What a beautiful calm and peace-filled poem on the soothing powers of poetry. One of my favorite poems is Longfellow's "The Children's Hour":

"I have you fast in my fortress
And will not let you depart
But put you down into the dungeon
In the round-tower of my heart.

And there will I keep you forever,
Yes, forever and a day,
Till the walls shall crumble in ruin
And moulder in dust away."

(from memory, so I hope it's accurate, but isn't it beautiful?)

I've really enjoyed going back through the past few posts and reading such quality work. Thanks, Marion.

Marion said...

Thank you, Karen. That was a beautiful poem you shared. Come visit anytime! Blessings!!

Brosreview said...

A calming piece. This is something I wished someone would read to me. Thanks for sharing!

Karen said...

Marion - those are only a couple of verses of a much longer poem. As a grandmother of a little girl, you'll love the rest.

Woman in a Window said...

Marion, am I crazy? I'm not a fan of Longfellow, at least not in this one, and I always want to be a fan of what you give to us here. What's wrong with me? Huh. Better get me in for a check-up.

Have a wonderful day,
and don't mind me.

Marion said...

Karen, I'm going to look up the rest of that one. Thanks!!! Blessings!

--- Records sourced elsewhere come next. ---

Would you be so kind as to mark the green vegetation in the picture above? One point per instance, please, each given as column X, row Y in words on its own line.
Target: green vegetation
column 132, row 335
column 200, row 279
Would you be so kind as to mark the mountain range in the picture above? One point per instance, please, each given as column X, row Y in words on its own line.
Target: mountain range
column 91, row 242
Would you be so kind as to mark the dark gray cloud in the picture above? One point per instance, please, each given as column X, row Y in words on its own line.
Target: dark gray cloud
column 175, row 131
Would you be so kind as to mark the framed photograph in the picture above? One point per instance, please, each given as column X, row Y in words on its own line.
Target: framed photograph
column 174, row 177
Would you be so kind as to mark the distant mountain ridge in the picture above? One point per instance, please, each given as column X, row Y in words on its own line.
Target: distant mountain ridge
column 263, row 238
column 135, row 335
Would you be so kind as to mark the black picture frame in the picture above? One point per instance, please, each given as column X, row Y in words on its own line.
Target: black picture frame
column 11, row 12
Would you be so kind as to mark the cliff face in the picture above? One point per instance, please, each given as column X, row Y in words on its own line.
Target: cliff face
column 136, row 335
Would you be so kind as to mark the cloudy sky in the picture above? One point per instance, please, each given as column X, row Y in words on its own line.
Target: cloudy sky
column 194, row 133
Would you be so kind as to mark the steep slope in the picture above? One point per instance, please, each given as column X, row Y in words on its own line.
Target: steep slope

Erin, I'm not a huge Longfellow fan either, but that last verse just does something to me, I've always loved it. I've said it thousands of times to myself and I love the imagery. Being from Louisiana (home to the Acadians, we call Cajuns, from Nova Scotia, who adored the poem "Evangeline") I studied the poem in high school.

We can't all love the same things. Don't worry. I only like two or three of his many poems. Ha! The last stanza in this one is a permanent part of my psyche. Love & Blessings!!

Marion said...

AJ, you're right. This poem is much better appreciated read out loud. I find that true of most of Longfellow's poems. They're more stories, than poetry, for me, too. Thanks for visiting. Blessings!!

Rikkij said...

Marion-I liked it because i felt a need to be calmed and Norah played perfectly to it. Made me almost want a cigarette ad a swish hoggler, whatever that is. ~rick

Marion said...

Glad you liked it, Rick. Yeah, I put my easy listening playlist on this week. I call it my rainy day music. Blessings, friend of my heart!

Woman in a Window said...

Whew! Thanks Marion. Now for your next post...

Karen said...

Okay - I'm not a HUGE Longfellow fan, but every once in a while, I want this sort of mood.

Here's The Children's Hour. I hope you like it.

The Children's Hour

Between the dark and the daylight,
When the night is beginning to lower,
Comes a pause in the day's occupations,
That is known as the Children's Hour.

I hear in the chamber above me
The patter of little feet,
The sound of a door that is opened,
And voices soft and sweet.

From my study I see in the lamplight,
Descending the broad hall stair,
Grave Alice, and laughing Allegra,
And Edith with golden hair.

A whisper, and then a silence:
Yet I know by their merry eyes
They are plotting and planning together
To take me by surprise.

A sudden rush from the stairway,
A sudden raid from the hall!
By three doors left unguarded
They enter my castle wall!

They climb up into my turret
O'er the arms and back of my chair;
If I try to escape, they surround me;
They seem to be everywhere.

They almost devour me with kisses,
Their arms about me entwine,
Till I think of the Bishop of Bingen
In his Mouse-Tower on the Rhine!

Do you think, o blue-eyed banditti,
Because you have scaled the wall,
Such an old mustache as I am
Is not a match for you all!

I have you fast in my fortress,
And will not let you depart,
But put you down into the dungeon
In the round-tower of my heart.

And there will I keep you forever,
Yes, forever and a day,
Till the walls shall crumble to ruin,
And moulder in dust away!

How can any Grammy not love this, huh, Marion?

Marion said...

It's awesome, Karen! Thanks so much for posting it. I'm going to print it out for my daughter to read to my granddaughter. Blessings!!!